Flutter developers can select a “channel” from which to receive updates. We have four channels: master, dev, beta and stable, with increasing levels of stability and confidence of quality but longer lead time for changes to propagate.

We plan to release one beta build each month, typically near the start of the month, and about four stable releases throughout the year. We recommend that you use the stable channel for apps released to end-users. For more details on our release process, see the Release process wiki page.

Themes

Fundamentals

Our first goal is to continue to add polish to Flutter’s existing foundation:

  • Bug fixing, mainly based on how many "Thumbs-Up" emoji reactions issues have (see the Issue hygiene and Issue triage wiki pages for more details on our prioritization strategy). (New features, except as specifically called out below, are an area we are intentionally downplaying as we first fix bugs in the features we have already implemented before adding more features.)
  • Performance, including memory usage, engine footprint, frame times, and so forth. If you have specific benchmarks you would like us to work on, providing them as devicelab tests is the best way to get us to look at them!
  • Improving testing to ensure we are confident that we can reliably and quickly provide stable builds without regressions.
  • Error message improvement, based on user research, to make errors more actionable and include common solutions.
  • API documentation improvements, including in particular providing sample code and diagrams, to continue to make our APIs easy to use.

Ease of Adoption

We want to continue to reduce friction for new Flutter developers to get started with their Flutter journey, for example:

  • Addressing the needs of developers who want to add Flutter to existing applications, for example providing a new module template and a new Android embedding API.
  • Updating and expanding the documentation on Flutter’s Web site with more high-level architectural documentation and more high-level cookbook-style documentation.
  • Addressing best practices for managing state in a Flutter application.
  • Continuing our investment in the Cupertino widget library, to help authors who are specifically targeting iOS.
  • Making it easy to try Flutter without installing the full tooling and runtime stack.

Ecosystem

Ecosystem in Flutter means making it easy for Flutter users to do everything they need to quickly, even if the core Flutter framework doesn’t come with out-of-the-box support.

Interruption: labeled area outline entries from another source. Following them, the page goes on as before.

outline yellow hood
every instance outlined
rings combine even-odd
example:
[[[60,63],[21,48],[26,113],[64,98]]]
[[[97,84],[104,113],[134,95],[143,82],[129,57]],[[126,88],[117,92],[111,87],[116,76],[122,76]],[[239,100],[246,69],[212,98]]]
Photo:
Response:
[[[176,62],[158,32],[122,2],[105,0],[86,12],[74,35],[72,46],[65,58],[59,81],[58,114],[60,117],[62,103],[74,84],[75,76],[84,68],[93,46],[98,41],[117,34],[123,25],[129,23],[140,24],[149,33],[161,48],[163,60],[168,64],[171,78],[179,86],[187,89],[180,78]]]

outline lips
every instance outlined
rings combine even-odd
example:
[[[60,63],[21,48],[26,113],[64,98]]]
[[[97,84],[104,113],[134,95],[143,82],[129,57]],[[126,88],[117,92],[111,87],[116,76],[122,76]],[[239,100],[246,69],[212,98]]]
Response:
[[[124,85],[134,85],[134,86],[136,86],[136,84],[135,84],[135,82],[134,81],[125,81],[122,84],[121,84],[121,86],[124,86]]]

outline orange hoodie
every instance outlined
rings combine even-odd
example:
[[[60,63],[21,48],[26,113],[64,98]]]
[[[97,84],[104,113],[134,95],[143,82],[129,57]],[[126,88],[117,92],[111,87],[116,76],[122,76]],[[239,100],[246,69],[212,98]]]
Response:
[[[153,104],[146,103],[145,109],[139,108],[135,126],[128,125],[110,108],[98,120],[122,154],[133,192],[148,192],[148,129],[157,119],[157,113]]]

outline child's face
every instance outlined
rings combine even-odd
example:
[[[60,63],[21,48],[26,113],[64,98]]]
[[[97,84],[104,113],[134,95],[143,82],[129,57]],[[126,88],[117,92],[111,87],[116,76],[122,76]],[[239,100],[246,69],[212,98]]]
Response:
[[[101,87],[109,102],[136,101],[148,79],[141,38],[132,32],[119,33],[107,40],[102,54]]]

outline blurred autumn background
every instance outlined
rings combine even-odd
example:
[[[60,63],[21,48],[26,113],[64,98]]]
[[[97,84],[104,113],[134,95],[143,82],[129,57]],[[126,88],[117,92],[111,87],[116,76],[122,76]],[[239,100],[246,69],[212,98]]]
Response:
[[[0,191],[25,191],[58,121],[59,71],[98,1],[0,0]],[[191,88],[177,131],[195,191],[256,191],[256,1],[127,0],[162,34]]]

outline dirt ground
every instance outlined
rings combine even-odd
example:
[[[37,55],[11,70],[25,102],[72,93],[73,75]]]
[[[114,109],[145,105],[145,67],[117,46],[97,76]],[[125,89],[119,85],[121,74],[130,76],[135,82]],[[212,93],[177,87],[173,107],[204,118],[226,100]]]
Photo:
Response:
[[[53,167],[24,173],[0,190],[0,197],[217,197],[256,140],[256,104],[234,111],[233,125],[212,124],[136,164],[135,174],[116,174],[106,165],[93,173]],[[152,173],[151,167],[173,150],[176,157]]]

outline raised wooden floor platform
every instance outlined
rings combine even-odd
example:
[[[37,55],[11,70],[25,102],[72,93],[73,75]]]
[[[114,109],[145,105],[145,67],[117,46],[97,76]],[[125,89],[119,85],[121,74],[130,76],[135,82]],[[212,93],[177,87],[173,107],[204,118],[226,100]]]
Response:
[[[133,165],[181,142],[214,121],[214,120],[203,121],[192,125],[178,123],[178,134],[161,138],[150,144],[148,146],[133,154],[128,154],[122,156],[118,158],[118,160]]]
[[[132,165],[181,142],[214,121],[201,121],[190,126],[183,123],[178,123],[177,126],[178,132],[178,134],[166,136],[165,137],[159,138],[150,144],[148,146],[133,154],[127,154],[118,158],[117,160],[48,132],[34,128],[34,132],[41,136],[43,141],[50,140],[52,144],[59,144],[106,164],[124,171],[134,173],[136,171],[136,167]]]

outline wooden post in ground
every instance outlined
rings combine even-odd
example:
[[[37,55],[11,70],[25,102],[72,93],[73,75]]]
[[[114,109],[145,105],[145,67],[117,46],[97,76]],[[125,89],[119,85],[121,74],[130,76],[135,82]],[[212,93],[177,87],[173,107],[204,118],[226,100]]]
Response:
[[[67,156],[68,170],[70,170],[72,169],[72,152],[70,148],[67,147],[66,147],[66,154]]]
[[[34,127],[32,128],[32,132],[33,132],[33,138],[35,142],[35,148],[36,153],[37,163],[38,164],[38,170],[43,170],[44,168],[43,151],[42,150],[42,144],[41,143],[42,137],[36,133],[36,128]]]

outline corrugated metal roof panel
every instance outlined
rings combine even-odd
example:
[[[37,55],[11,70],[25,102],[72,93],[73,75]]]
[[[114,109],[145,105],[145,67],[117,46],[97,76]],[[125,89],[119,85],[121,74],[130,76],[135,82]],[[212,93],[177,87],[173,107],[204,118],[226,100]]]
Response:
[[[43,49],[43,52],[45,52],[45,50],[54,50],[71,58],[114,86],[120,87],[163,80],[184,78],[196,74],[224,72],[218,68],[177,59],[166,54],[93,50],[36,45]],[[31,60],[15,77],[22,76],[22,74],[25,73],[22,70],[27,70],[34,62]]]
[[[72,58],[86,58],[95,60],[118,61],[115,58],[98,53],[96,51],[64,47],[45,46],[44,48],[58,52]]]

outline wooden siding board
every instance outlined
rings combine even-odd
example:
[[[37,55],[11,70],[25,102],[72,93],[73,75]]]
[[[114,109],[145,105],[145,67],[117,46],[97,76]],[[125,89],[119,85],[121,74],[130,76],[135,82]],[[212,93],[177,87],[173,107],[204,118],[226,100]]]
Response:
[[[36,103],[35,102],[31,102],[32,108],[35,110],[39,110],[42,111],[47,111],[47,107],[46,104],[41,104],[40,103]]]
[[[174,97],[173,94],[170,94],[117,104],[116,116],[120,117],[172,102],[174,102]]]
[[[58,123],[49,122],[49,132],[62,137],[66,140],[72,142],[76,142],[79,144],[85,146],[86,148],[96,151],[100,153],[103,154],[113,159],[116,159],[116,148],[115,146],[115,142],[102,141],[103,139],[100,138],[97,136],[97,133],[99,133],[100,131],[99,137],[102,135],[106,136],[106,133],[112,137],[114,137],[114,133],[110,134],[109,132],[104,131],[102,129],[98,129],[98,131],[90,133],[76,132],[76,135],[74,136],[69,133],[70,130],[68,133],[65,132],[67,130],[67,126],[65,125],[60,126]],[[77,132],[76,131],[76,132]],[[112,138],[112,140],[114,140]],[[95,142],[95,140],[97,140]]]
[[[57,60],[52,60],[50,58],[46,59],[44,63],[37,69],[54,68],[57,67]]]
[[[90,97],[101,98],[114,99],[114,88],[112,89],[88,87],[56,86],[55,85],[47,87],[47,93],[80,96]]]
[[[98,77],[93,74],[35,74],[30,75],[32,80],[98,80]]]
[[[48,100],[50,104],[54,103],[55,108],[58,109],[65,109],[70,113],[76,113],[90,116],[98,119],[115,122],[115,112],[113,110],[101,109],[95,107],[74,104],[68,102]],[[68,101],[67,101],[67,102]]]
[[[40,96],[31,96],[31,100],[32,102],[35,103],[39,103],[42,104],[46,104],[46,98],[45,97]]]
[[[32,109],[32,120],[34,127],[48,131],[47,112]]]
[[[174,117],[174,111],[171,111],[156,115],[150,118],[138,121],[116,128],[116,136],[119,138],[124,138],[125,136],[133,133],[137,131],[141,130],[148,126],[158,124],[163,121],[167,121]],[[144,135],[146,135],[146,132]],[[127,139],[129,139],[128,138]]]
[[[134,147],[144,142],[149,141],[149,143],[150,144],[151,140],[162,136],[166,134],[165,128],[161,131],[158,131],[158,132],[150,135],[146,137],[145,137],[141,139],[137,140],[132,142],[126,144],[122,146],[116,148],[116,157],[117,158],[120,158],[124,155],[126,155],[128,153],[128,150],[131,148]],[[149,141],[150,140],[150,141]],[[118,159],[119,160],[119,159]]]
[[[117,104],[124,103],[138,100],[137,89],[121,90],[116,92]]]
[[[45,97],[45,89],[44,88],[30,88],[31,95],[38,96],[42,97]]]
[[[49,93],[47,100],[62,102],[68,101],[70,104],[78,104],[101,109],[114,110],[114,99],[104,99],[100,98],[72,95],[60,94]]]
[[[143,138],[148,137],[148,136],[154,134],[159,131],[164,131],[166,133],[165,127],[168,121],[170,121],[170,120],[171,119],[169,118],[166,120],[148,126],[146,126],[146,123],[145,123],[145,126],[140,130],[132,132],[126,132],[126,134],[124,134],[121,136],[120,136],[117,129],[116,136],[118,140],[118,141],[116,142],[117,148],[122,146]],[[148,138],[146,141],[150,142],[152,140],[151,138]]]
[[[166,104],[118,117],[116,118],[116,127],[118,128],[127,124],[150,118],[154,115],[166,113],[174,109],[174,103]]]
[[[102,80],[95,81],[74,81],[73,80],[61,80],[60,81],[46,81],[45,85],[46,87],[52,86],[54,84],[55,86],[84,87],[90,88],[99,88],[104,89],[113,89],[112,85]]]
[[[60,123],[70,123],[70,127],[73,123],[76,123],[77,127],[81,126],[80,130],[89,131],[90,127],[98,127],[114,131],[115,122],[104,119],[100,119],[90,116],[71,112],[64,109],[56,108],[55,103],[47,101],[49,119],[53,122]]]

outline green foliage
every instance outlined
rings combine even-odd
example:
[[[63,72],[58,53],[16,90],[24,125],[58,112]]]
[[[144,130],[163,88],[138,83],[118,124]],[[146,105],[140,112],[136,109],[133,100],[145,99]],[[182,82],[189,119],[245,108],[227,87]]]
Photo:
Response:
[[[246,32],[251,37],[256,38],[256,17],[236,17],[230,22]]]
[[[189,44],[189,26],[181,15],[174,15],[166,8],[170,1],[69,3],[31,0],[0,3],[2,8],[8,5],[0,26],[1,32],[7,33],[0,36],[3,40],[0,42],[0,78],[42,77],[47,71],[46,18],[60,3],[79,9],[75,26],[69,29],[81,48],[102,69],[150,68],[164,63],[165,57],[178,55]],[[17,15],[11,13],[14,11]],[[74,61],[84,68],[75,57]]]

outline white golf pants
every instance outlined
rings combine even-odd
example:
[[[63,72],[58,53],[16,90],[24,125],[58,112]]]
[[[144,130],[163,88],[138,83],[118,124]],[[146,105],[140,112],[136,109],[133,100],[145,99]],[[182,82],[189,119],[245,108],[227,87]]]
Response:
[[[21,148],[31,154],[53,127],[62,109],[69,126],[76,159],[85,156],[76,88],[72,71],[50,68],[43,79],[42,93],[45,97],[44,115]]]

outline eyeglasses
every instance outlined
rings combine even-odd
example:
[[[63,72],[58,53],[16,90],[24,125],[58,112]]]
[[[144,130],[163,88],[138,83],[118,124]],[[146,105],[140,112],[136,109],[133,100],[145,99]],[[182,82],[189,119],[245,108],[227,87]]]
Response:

Towards that end, we spend a lot of our time on tooling and infrastructure to enable a growing ecosystem around the core Flutter technologies. Google will also spend some time contributing plugins and tooling that you expect from Google.

Specific ecosystem work that we’re planning in 2019:

  • Better support for using C/C++ libraries from Flutter, including direct calls to C/C++ from Dart and vice versa.
  • Bring Flutter’s first-party plugins and packages up to the same quality and completeness level as the core framework.
  • Complete work on the Maps and WebView plugins for iOS and Android.
  • Make sure that Flutter applications can take advantage of Google services, including in-app payments and YouTube.
  • Provide support for local notifications and local data storage.

Support for platforms beyond mobile

We will invest in expanding Flutter to other form factors and release profiles, in pursuit of our goal to build a portable UI toolkit for any place where pixels are painted.

  • Improved support for keyboard and mouse input.
  • Making the Hummingbird project (Flutter running on the Web) available to developers.
  • Continue to experiment with making Flutter run on desktop-class platforms (e.g. macOS and Windows).

Dynamic updates

The Dart Platform, on which Flutter is built, provides unique abilities for us to push code to your applications without redeploying the app.

  • Dynamic patching on Android, allowing for code updates to deployed to Flutter applications running on Android directly from a servers.
  • Dynamic extension loading to allow lazy loading of occasionally used parts of your application.

Tooling

  • Continue to invest in Visual Studio Code, Android Studio, and IntelliJ as first-class IDEs.
  • Add support for Language Server Protocol, and other open protocols, to our tools.
  • Make it easy for developers to improve the quality and performance of their applications with improved profiling and debugging experiences.
  • Continue to improve templates to make getting started with Flutter work quick and easy.